4. Jan Fabre: Sweet Temptations

Jan Fabre é um caso único. Primeiro há que dizer que conseguiu mais uma vez mexer de facto com os nervos do público belga, que apesar de a tudo bater palmas e ser muito bonzinho, não pôde reter ao fim das três horas e vinte de espectáculo inflamados búus. É claro que houve também inflamados bravos e muita, muita debandada. Porquê este particular interesse na reacção do público? Porque é precisamente nessa reacção que Jan Fabre está interessado enquanto artista. As suas peças não são mais do que um exercício cruel, inteligente, sádico e perfeito à capacidade de resistência do público (e do intérprete) perante a extenuação total dos limites de cada pequenina parcela de espectáculo. Sweet Temptations é uma peça de escárnio e maldizer. É uma cuspidela no olho do mundo ocidental. Vive basicamente de dois confrontos: a nível plástico, a imposição de uma poética da simetria e sua desconstrução até ao caos (literalmente) orgiástico; a nível de conteúdo, o confronto do saber (encarnado no corpo amorfo de Stephen Hawking) e do prazer insano (macaqueação dos Jogos sem Fronteiras, dos cantos dos Hooligans, dos megaconcertos rock, dos jogos de azar).
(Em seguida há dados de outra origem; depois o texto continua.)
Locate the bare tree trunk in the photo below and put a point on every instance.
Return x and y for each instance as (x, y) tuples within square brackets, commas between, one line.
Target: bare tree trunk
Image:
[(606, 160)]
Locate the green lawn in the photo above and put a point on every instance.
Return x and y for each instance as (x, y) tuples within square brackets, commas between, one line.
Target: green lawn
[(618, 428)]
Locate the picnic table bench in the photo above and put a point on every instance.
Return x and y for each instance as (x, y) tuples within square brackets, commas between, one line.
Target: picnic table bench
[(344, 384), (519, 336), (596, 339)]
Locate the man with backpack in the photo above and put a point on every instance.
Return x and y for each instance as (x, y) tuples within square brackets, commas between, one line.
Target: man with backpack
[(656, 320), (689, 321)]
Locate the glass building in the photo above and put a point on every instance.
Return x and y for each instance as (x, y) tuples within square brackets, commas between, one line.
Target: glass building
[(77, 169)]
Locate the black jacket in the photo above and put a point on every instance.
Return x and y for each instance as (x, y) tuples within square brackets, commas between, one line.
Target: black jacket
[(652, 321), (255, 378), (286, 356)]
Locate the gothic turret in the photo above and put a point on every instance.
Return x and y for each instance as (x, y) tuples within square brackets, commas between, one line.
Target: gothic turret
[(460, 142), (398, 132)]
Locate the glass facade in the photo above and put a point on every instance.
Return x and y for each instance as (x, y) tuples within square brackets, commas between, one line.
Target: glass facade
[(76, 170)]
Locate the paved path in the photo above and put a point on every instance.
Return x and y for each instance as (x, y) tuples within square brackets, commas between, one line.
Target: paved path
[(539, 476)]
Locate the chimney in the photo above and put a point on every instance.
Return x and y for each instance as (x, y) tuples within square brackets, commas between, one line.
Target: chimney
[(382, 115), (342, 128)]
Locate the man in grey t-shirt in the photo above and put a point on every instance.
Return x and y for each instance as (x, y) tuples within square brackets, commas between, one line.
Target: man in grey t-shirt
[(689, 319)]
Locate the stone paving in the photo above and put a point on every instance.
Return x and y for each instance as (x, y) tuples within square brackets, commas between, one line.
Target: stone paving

É um espectáculo que enche completamente o espectador. Melhor: satura-o, esfrangalha-o, irrita-o. Nisto e na precisão absolutamente impressionante da encenação (não há nada que não funcione numa precisão de máquina perfeita, incluindo o caos) reside o génio de Fabre. Na auto-consagração desse génio enquanto folclore reside a sua perdição. Esta colagem fragmentária de excessos não é mais do que uma exibição caricatural do que é ser-se Fabre. A basicidade na exploração do conteúdo ideológico, o seu calcanhar de Aquiles.